In de structuurvisie 'Grutsk op 'e Romte' heeft de provincie Fryslân het belang dat zij hecht aan een goede verankeringen van ontwikkelingen in het landschap aangegeven. Op basis van de uitgangspunten uit deze structuurvisie is de voorgenoemde ontwikkeling getoetst. Het is van belang dat de ontwikkeling op een verantwoorde manier wordt ingepast in het landschap.
Waardering landschap
Volgens de kaart bij de structuurvisie ligt het plangebied in het Merengebied. Voor het gebied zijn een aantal kernkwaliteiten bepaald, die de provincie van provinciaal belang acht. In eerste plaats is de grootschalige openheid in de veenweidegebieden met opstrekkende verkaveling van belang. Ook de relatie van de bebouwingslinten met het water en het omliggende landschap en het stelsel van waterverbindingen en dijk zijn een kernkwaliteiten van het Merengebied. Met name de voorgenoemde kernkwaliteiten zijn in het landschap rondom Akmarijp goed zichtbaar.
De openheid van het landschap wordt behouden door groei van bomen en struiken tegen te gaan. Boerenerven daarentegen die zich in de grootschalige openheid bevinden dienen als puntverdichtingen beplant te worden om het erf te markeren. Verder wordt ingezet op het handhaven en verder ontwikkelen van de open zichtlijnen tussen de bebouwingslinten en het open water. Lintdorpen hebben zich haaks op de opstrekkende verkaveling ontwikkeld, waarbij de te behouden ruimte tussen de open percelen voor verankering in het landschap zorgt. De ruimte tussen de open percelen is een voorwaarde voor het voortbestaan van de relatie tussen dorp en omgeving.
Beoordeling bouwplan
Dit bestemmingsplan doet geen afbreuk aan de kernkwaliteiten van het Merengebied en biedt kansen om deze te versterken. De ontwikkeling is volledig perceelgebonden en heeft zo geen effect op de kenmerkende opstrekkende verkaveling in het gebied. De sloop van de oude loopstal biedt de mogelijkheid om een nieuwe zichtlijn vanaf de Fjildwei op het achterliggende gebied te realiseren. De nieuwe woning wordt op wat grotere afstand van de boerderij gebouwd, waardoor meer 'lucht' op het perceel ontstaat. Er wordt geen nieuwe boombeplanting geïntroduceerd. Het perceel is in de huidige situatie al op een gebiedseigen wijze ingepast in het gebied.

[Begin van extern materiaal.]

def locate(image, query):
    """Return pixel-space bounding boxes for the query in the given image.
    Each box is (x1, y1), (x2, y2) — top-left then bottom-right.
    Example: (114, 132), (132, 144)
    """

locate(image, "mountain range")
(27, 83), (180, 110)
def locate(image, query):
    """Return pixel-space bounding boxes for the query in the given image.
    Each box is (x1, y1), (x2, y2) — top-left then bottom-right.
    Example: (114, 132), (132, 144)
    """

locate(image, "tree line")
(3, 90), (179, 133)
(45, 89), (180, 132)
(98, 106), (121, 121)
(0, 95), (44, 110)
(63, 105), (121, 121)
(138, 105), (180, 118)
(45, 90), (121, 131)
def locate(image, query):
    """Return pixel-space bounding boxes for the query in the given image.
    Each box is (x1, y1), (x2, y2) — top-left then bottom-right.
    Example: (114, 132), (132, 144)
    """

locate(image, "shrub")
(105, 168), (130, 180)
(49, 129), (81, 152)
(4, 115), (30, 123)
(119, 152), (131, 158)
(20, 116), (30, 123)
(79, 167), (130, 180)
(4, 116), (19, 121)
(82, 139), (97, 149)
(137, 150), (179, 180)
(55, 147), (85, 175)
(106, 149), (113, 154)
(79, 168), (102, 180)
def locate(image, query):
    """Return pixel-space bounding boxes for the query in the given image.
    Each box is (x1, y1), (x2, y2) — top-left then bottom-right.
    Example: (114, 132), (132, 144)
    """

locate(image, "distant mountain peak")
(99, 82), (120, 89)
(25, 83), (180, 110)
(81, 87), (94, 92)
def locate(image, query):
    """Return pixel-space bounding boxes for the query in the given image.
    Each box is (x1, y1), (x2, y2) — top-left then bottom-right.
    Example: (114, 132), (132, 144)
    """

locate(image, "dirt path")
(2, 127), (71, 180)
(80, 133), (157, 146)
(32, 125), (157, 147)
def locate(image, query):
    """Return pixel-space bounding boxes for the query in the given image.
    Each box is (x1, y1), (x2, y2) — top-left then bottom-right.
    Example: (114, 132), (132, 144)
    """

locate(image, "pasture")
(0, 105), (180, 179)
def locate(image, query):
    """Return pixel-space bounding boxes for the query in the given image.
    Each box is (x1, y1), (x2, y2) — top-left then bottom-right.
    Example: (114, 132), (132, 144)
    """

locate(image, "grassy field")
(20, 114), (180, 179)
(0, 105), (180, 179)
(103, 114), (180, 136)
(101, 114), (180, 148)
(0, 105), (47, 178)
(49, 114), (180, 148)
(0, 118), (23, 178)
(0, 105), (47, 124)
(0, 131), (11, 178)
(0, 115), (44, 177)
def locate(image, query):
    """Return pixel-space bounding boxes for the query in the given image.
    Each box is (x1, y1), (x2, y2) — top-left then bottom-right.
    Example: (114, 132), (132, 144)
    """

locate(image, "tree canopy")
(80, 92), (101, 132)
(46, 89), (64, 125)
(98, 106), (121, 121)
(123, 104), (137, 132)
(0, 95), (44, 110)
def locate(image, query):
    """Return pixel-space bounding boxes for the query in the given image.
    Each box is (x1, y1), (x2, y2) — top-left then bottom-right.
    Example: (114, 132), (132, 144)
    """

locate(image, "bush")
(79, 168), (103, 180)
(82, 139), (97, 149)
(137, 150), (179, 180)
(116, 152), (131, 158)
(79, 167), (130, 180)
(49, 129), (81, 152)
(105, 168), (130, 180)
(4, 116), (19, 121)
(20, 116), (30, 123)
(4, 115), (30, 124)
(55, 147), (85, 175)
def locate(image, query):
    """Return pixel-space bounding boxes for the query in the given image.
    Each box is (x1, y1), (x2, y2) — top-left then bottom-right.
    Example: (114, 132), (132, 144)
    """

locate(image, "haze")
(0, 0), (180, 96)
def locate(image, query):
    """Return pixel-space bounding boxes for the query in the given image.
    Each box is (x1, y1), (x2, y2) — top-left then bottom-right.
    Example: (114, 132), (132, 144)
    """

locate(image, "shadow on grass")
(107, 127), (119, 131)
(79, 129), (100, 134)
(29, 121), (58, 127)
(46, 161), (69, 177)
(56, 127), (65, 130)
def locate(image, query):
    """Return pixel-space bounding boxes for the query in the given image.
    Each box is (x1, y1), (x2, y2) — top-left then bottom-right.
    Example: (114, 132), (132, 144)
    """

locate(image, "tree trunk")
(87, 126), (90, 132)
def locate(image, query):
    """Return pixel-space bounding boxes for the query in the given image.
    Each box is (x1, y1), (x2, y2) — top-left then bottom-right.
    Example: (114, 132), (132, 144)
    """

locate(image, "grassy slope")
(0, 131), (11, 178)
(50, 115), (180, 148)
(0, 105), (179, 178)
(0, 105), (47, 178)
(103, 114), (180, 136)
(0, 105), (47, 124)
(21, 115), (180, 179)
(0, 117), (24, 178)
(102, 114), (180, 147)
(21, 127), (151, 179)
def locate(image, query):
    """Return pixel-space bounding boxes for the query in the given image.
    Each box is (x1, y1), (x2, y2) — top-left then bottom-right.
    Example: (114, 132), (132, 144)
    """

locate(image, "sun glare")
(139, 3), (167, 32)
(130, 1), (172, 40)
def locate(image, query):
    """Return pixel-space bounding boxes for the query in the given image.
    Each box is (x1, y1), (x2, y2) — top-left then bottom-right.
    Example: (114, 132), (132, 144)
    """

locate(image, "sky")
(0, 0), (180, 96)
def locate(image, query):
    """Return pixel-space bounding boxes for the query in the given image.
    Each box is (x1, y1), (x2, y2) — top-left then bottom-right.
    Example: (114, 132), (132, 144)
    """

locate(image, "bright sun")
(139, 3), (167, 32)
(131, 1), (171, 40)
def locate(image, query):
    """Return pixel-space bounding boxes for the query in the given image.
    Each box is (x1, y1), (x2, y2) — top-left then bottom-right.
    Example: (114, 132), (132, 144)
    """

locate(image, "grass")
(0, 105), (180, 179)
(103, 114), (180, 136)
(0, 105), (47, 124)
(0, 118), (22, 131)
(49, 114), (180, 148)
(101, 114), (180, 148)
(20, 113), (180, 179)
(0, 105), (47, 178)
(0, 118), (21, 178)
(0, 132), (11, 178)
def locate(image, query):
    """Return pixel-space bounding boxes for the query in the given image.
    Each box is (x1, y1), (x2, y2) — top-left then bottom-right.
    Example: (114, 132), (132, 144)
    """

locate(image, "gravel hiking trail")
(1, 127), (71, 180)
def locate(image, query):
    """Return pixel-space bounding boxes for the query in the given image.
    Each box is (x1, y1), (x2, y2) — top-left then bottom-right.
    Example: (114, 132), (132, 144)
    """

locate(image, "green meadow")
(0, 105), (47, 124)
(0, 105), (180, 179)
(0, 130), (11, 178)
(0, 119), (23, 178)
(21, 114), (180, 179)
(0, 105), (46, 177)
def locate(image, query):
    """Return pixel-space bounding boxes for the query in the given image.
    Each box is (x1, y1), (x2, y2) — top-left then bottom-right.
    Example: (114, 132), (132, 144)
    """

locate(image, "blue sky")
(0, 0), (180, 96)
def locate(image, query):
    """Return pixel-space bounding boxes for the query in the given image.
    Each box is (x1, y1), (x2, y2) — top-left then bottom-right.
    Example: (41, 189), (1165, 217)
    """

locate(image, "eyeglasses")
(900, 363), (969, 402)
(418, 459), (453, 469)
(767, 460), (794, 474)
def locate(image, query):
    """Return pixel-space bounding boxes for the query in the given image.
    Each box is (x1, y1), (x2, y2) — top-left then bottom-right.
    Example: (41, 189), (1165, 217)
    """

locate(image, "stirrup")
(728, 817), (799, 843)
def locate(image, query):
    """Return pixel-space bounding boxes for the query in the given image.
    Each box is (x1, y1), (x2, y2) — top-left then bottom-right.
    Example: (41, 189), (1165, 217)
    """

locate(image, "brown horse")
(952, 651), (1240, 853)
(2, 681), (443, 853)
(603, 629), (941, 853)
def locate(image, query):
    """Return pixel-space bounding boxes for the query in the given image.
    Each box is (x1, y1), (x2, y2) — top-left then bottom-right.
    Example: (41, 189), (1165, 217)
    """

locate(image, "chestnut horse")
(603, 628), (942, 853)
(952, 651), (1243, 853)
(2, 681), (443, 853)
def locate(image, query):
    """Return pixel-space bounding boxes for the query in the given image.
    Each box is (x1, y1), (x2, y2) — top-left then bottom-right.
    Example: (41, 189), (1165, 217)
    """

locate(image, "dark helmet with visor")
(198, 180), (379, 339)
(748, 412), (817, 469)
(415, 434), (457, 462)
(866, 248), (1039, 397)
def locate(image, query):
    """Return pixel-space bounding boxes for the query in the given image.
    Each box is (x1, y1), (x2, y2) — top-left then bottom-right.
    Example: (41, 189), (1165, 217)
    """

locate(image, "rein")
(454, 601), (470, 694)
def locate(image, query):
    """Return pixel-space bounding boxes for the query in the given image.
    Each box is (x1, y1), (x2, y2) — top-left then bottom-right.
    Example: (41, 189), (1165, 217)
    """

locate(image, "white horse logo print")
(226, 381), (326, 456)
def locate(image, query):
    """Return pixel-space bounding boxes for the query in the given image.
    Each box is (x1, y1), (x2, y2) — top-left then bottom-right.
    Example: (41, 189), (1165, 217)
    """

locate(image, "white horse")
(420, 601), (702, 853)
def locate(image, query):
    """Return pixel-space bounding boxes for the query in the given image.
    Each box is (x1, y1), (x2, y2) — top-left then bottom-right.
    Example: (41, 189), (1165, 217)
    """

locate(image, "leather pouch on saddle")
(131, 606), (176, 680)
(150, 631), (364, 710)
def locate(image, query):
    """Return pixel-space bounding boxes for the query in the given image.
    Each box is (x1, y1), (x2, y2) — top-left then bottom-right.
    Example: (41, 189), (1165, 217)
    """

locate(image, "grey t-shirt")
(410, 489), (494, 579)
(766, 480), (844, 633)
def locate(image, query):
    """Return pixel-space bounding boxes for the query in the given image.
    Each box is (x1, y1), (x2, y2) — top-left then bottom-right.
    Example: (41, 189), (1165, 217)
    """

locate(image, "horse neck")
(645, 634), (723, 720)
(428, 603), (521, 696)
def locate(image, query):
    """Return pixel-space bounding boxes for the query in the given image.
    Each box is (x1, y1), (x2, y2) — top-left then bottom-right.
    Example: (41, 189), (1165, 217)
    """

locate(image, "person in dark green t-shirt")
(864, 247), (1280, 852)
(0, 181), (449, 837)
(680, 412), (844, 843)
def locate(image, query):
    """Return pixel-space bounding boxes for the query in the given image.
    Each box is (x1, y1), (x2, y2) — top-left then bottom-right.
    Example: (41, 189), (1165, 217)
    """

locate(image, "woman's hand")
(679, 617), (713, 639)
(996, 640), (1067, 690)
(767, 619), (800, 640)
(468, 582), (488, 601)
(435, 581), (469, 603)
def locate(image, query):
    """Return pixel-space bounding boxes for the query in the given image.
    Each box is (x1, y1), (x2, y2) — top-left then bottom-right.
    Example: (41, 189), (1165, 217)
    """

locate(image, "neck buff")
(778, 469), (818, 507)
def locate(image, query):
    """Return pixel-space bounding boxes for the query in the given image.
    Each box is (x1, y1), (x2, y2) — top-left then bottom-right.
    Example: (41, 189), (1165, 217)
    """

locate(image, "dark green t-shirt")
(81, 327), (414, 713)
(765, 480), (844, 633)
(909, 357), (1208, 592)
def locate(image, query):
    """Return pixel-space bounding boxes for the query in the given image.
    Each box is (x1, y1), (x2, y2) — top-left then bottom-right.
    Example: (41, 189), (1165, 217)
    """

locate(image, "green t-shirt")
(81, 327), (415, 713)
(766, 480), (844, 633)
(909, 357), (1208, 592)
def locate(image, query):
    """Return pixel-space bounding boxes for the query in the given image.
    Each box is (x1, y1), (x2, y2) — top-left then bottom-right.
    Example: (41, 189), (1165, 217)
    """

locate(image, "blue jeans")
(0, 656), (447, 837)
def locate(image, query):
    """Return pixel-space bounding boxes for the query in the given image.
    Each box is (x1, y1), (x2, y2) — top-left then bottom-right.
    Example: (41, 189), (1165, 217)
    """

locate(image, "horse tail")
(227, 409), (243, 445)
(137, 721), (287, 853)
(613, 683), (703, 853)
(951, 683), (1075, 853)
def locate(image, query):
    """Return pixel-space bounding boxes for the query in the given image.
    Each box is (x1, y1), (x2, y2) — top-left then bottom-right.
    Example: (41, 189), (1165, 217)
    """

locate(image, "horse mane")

Het plangebied wordt via de Fjildwei ontsloten. Er is sprake van een overzichtelijke verkeerssituatie. Op het perceel is voldoende ruimte om te voorzien in minimaal 2 parkeerplaatsen per woning, overeenkomstig het parkeerbeleid van de gemeente.
Structuurvisie Infrastructuur en Ruimte
De Structuurvisie Infrastructuur en Ruimte (SVIR) is op 13 maart 2012 in werking getreden. Het Rijk laat de ruimtelijke ordening meer over aan gemeenten en provincies en kiest voor een selectieve inzet van rijksbeleid op 14 nationale belangen. Voor deze belangen is het Rijk verantwoordelijk voor de resultaten. Buiten deze 14 belangen hebben decentrale overheden beleidsvrijheid. Dit bestemmingsplan raakt geen van de 14 belangen.
Besluit algemene regels ruimtelijke ordening
Het Besluit algemene regels ruimtelijke ordening (Barro) stelt regels omtrent de aangewezen nationale belangen zoals genoemd in de Structuurvisie Infrastructuur en Ruimte (SVIR). Dit bestemmingsplan raakt geen rijksbelangen zoals deze genoemd zijn in het Barro.
Ladder voor duurzame verstedelijking
In het Bro (artikel 3.1.6) is geregeld dat een toelichting bij een ruimtelijk plan dat een nieuwe stedelijke ontwikkeling mogelijk maakt, moet voorzien in duurzame verstedelijking.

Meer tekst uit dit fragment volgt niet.